Still, working with LGBTQ individuals often involves special considerations. For example, they may need in-depth counseling about the benefits of marriage. Married or single, they could be unduly affected by the Maryland inheritance tax, which applies to bequests left to a partner, friend, niece, or nephew. And their family structures are often unconventional and may include hostile relatives.

But regardless of their legal needs, a couple must feel comfortable meeting with an attorney in the first place. To help put clients at ease, using the right vocabulary is essential. For example, out-of-date terms like homosexual and transsexual should be avoided in favor of gay and transgender. Some individuals will prefer they/them or other unusual pronouns. A couple may call each other their partner, spouse, husband/wife, or roommate and could take offense at any other term. The key is to follow the clients’ lead and ask if you are unsure.

The good news for straight attorneys is that many LGBTQ individuals are comfortable looking beyond their community for legal services. This willingness represents a recent shift that is especially prevalent among the younger generation who grew up enjoying greater acceptance and inclusivity.

Despite this progress, the LGBTQ community remains largely underserved. With a little initiative, however, an attorney can successfully work with this vital demographic.

Using Estate Planning to Plug the Drain of Family Land Loss Through Heirs’ Property

BY SHAKISHA MORGAN, ESQ.

Unclear title for a house or land can jeopardize a family’s desire to use property as a wealthbuilding tool for future generations.

Heirs’ Property is property ownership whereby land is passed down without a will to the original owner’s descendants.
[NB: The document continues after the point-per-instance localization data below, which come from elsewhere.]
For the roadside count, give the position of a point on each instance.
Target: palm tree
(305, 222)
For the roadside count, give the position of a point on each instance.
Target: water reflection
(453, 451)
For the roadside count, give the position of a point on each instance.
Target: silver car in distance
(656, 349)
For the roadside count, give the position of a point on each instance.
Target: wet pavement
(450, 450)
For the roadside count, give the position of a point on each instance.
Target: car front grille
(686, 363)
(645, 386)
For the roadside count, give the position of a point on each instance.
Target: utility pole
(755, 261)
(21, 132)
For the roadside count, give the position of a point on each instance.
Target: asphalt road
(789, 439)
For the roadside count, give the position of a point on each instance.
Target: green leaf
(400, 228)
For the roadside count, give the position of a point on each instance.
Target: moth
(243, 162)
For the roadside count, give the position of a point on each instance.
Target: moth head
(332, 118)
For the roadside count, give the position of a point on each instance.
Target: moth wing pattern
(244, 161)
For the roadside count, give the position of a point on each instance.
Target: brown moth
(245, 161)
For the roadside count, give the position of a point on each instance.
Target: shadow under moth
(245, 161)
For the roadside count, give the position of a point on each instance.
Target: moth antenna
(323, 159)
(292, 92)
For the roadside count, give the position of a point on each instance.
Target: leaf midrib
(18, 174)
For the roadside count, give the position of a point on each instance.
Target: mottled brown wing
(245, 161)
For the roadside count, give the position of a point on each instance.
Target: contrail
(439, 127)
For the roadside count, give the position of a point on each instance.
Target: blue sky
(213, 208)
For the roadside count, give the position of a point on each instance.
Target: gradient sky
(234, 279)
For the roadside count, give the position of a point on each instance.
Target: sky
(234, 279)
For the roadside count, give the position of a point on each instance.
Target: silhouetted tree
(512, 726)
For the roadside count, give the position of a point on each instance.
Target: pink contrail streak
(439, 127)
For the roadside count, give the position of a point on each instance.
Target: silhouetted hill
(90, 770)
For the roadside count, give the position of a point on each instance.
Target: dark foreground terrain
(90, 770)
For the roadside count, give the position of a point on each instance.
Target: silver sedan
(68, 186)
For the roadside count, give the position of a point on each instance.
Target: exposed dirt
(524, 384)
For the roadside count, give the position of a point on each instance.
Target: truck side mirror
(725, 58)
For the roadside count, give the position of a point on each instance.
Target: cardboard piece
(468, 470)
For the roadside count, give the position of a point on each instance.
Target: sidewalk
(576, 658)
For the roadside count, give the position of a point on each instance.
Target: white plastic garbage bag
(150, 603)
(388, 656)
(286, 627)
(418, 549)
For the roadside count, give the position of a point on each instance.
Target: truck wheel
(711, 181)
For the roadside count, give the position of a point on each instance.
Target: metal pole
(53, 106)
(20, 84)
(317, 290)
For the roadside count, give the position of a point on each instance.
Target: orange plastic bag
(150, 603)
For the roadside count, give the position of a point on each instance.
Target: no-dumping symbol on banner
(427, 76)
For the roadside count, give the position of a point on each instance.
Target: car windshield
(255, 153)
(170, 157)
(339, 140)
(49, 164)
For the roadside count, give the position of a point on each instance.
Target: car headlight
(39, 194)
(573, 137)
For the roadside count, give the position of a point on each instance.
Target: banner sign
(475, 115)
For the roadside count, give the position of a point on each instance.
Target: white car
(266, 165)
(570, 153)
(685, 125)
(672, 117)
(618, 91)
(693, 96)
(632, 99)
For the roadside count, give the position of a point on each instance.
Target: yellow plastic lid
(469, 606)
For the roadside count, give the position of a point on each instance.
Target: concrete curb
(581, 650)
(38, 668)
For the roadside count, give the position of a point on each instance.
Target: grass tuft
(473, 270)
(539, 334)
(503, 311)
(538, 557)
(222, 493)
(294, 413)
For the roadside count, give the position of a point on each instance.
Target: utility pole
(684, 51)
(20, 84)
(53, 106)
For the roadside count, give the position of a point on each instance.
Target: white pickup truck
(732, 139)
It is considered to be the leading cause of Black land loss in the U.S., as thousands of acres were forcibly bought out from Black rural families by developers during the 20th century. Heirs’ property typically refers to Blackowned land in the South, but this is also a local issue. Our Firm has witnessed numerous Black families suffer land loss through forced partition sales.

Unclear title for a house or land can jeopardize a family’s desire to use property as a wealth-building tool for future generations. As family entitled to inherit the land continue to die without a Will, land ownership becomes increasingly fractured as the number of heirs with an undivided interest in the property grows from generation to generation.

Black Americans have historically lacked access to the legal system, and were denied the opportunity to draft wills and to secure title to their property. Today, Black Americans still face income disparities, institutional discrimination, disparate impact of laws, and continue to lack access – and, sometimes, resources – to prepare estate plans. Nevertheless, these families have a significant need for estate planning, family ownership structures, and information on the impact of probate and laws that limit their rights regarding heirs’ property.

When wealth vanishes from a family, it means that families are making everyday life choices without financial security. As attorneys, let us be duty bound to not only serve those with taxable estates, but to also serve families where estate planning allows for a shift towards a trajectory of wealth building through land preservation and development. Our estate planning skills can be used to decrease the disparity of wealth in the U.S. and increase financial security for more families.